Analistas políticos dizem que os russos estão de facto a unir-se em torno da pátria, mas a grande questão é quanto tempo esse apoio vai durar face às sanções do Ocidente incapacitantes e da deterioração das condições de vida, ou se vai acabar por traduzir-se num maior apoio ao Presidente da Rússia, Vladimir Putin.
"Um número significativo de russos percebe [...] como a Rússia se encontra num grande desafio e, nessas condições, não deve fazer frente às autoridades", disse à AP a fundadora do think-tank R.Politikl, Tatyana Stanovaya.
Na tentativa de controlar a narrativa, o Kremlin bloqueou a maioria dos meios de comunicação social independentes russos e forçou os restantes a pararem a cobertura da guerra, com ameaças de acusação e prisão por reportagens que se desviam do critério oficial.
A cadeia de televisão RT anunciou que estava a vender camisolas com a letra "Z" para apoiar as tropas russas.
Autoridades e a televisão do Estado insistem que os soldados russos têm como alvo apenas instalações militares na Ucrânia, culpando quaisquer ataques a civis ao que chamam de "neonazis" no Governo de Kiev, apesar de o chefe de Estado ucraniano, Volodymyr Zelensky, ser judeu.
Para o investigador sénior do Programa Rússia e Eurásia da Chatham House Nikolai Petrov, com fontes de informação independentes canceladas, é mais fácil para os russos acreditarem na retórica do Kremlin.
"É um conforto psicológico para as pessoas. Elas não querem pensar que o seu líder é um criminoso e que está a cometer crimes de guerra. Elas estão mais confortáveis a pensar que o seu Exército vai resgatar alguém do nazismo", disse.

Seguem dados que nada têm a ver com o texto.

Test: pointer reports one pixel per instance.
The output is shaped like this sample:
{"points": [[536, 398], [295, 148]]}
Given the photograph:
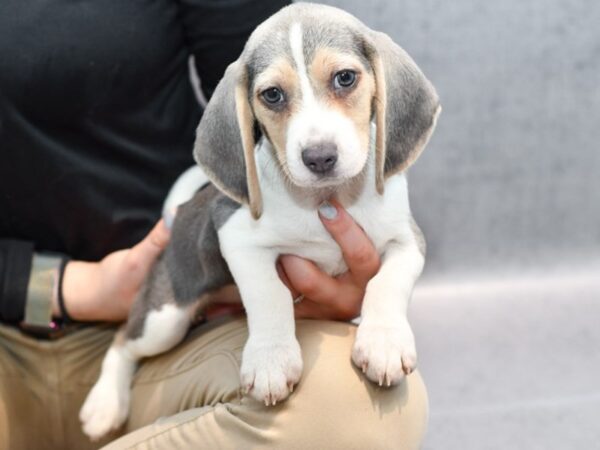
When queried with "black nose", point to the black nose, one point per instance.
{"points": [[320, 158]]}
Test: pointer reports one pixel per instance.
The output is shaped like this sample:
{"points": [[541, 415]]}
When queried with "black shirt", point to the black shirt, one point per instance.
{"points": [[97, 118]]}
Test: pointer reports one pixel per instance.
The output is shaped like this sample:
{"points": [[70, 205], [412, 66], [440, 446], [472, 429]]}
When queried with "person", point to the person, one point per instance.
{"points": [[97, 120]]}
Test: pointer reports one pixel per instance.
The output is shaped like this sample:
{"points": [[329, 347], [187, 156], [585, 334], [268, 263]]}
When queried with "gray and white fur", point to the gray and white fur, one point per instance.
{"points": [[342, 112]]}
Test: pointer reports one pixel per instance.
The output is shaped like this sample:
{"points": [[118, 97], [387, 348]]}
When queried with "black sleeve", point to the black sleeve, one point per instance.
{"points": [[217, 30], [15, 268]]}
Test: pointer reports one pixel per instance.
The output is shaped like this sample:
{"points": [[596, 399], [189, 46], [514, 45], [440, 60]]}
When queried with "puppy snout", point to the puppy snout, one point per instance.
{"points": [[321, 158]]}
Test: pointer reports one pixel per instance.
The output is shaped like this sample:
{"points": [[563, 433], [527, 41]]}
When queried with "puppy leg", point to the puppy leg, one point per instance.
{"points": [[107, 405], [385, 346], [271, 362]]}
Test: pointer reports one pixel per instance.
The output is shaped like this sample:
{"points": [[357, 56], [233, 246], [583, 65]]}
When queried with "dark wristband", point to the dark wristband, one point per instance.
{"points": [[59, 292]]}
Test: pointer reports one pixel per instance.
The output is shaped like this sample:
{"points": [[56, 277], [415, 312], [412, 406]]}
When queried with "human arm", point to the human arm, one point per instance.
{"points": [[105, 290]]}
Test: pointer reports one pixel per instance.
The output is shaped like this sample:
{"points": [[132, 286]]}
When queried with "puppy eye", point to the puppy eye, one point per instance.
{"points": [[272, 96], [344, 79]]}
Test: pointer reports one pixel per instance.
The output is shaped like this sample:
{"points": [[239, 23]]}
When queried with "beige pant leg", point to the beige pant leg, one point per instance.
{"points": [[43, 385], [333, 407]]}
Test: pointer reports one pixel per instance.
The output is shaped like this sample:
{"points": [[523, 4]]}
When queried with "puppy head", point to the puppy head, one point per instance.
{"points": [[311, 79]]}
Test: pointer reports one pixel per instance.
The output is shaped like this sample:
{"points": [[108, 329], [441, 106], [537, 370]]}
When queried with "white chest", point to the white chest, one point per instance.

O Kremlin usa há muitos anos a vitória da União Soviética sobre a Alemanha nazi na Segunda Guerra Mundial como forma de reforçar o sentimento patriótico e tentou aproveitá-lo ao usar a ideia do "neonazismo" como uma ameaça da Ucrânia.
"Sangue, suor, destruição.... Os russos apoiam Putin, mas, devido à gravidade da situação, não há uma mobilização tão incrível como houve em 2014 [durante a anexação da Crimeia pela Rússia]", disse o analista do Carnegie Moscow Center Andrei Kolesnikov.
Nikolai Petrov observou ainda que o apoio ao Kremlin pode diminuir, sabendo que a economia sofre com as sanções ocidentais.
Economistas previram a escassez de bens, preços altos e possível incumprimento de crédito.
"É claro e inevitável que o clima vai mudar. [...] Acho que Putin tem um período de tempo bastante limitado para declarar vitória e trazer o Exército de volta", apontou Nikolai Petrov.